Remember Me

Remember Me

Director: Allen Coulter
Starring: Robert Pattinson, Emilie de Ravin, Pierce Brosnan, Ruby Jerins, and Chris Cooper.
Distributor: Hoyts
Runtime: 112 mins. Reviewed in Nov 2011
| JustWatch |
Rating notes: Mature themes, violence, sex scene and coarse language

This is a heady romance and drama movie that tells the story of a rebellious young man called Tyler (Robert Pattinson) who has an estranged relationship with his father (Pierce Brosnan) following the suicide of his older brother. The tragedy has separated father and son. By a twist of fate he meets Ally (Emilie de Ravin), whose mother was murdered when she was a child. Tyler finds comfort in his relationship with her. Ally’s love heals and inspires him, and he begins to fall in love with her. Their relationship is threatened, however, by his knowledge that he used Ally to recover from his brother’s death and to get back at Ally’s father (Chris Cooper), who had previously arrested him in a street-gang incident. He confesses his deception to Ally. She is hurt by his admission, and leaves him. Although Tyler intentionally looked for a relationship with Ally, he doesn’t quite know why he didn’t tell her. Events force him to own up, and the relationship between Tyler and Ally fractures.

Between movies, this film shows Robert Pattinson testing his acting ability. His rage boils over theatrically at times, but overall he acquits himself very well, and there is genuine chemistry between himself and Ally. Pierce Brosnan plays a complex role where murky things obviously happened that have affected his relationship with his son; he outacts Pattinson, but he has a cloudy, and colourful past to help him do that.

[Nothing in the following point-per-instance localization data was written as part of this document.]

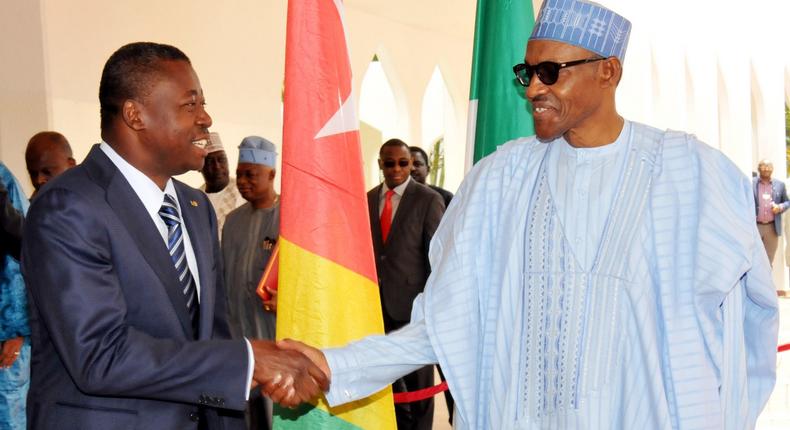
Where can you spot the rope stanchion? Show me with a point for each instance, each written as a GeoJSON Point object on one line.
{"type": "Point", "coordinates": [416, 396]}
{"type": "Point", "coordinates": [426, 393]}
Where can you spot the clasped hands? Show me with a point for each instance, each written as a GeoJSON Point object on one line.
{"type": "Point", "coordinates": [289, 372]}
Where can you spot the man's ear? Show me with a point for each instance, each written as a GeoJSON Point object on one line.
{"type": "Point", "coordinates": [133, 115]}
{"type": "Point", "coordinates": [611, 72]}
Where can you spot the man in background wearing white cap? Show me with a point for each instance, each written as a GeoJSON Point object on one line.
{"type": "Point", "coordinates": [601, 275]}
{"type": "Point", "coordinates": [219, 186]}
{"type": "Point", "coordinates": [249, 236]}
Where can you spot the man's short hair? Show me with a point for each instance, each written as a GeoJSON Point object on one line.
{"type": "Point", "coordinates": [53, 137]}
{"type": "Point", "coordinates": [394, 142]}
{"type": "Point", "coordinates": [128, 75]}
{"type": "Point", "coordinates": [424, 155]}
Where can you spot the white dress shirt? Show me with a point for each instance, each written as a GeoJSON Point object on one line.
{"type": "Point", "coordinates": [152, 198]}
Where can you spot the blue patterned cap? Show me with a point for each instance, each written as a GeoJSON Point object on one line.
{"type": "Point", "coordinates": [584, 24]}
{"type": "Point", "coordinates": [257, 150]}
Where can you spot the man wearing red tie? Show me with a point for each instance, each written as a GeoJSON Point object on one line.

There is an excellent performance by Ruby Jerins, who compellingly plays the part of Tyler’s beloved, younger sister, Caroline, with great sophistication and maturity.

The plot takes time to unwind. Tyler’s arrest by Ally’s father was unjustified, and Ally doesn’t know that. Most of the film is about the developing love relationship between Tyler and Ally with secrets between them. After the relationship breaks down, they come together again, and tragedy strikes. Towards the end, one needs to be on the look-out for the writing on the blackboard in Caroline’s classroom. It tells all.

The movie is erratic in style. It has an arresting and tense prologue and a highly emotional ending of a very different kind. If one can forgive the film’s now-and – again touch of Mills and Boon, with its heavy pattern of emotional coincidences, the movie will entertain teenagers who will come to see and enjoy Robert Pattinson in real-life romancing. Pattinson is perhaps known best to cinema audiences as Cedric Diggory in “Harry Potter and the Goblet of Fire”, and as Edward Cullen in the Twilight series. Here, he brings an angry young man’s exuberance in mortal form to the role of Tyler, and infuses his role with a considerable degree of sexual magnetism.

This is clearly a film that keeps Pattinson before cinema audiences between his last Twilight movie and the next one (“The Eclipse). Despite some steamy sex scenes between Tyler and Ally, and the unfortunate and steady use of alcohol throughout, the conclusion to the movie carries considerable emotional punch that is conveyed well through the injection of quite unexpected events. Aspects of the movie will move many who go to see it, though the parts of it are predictably contrived.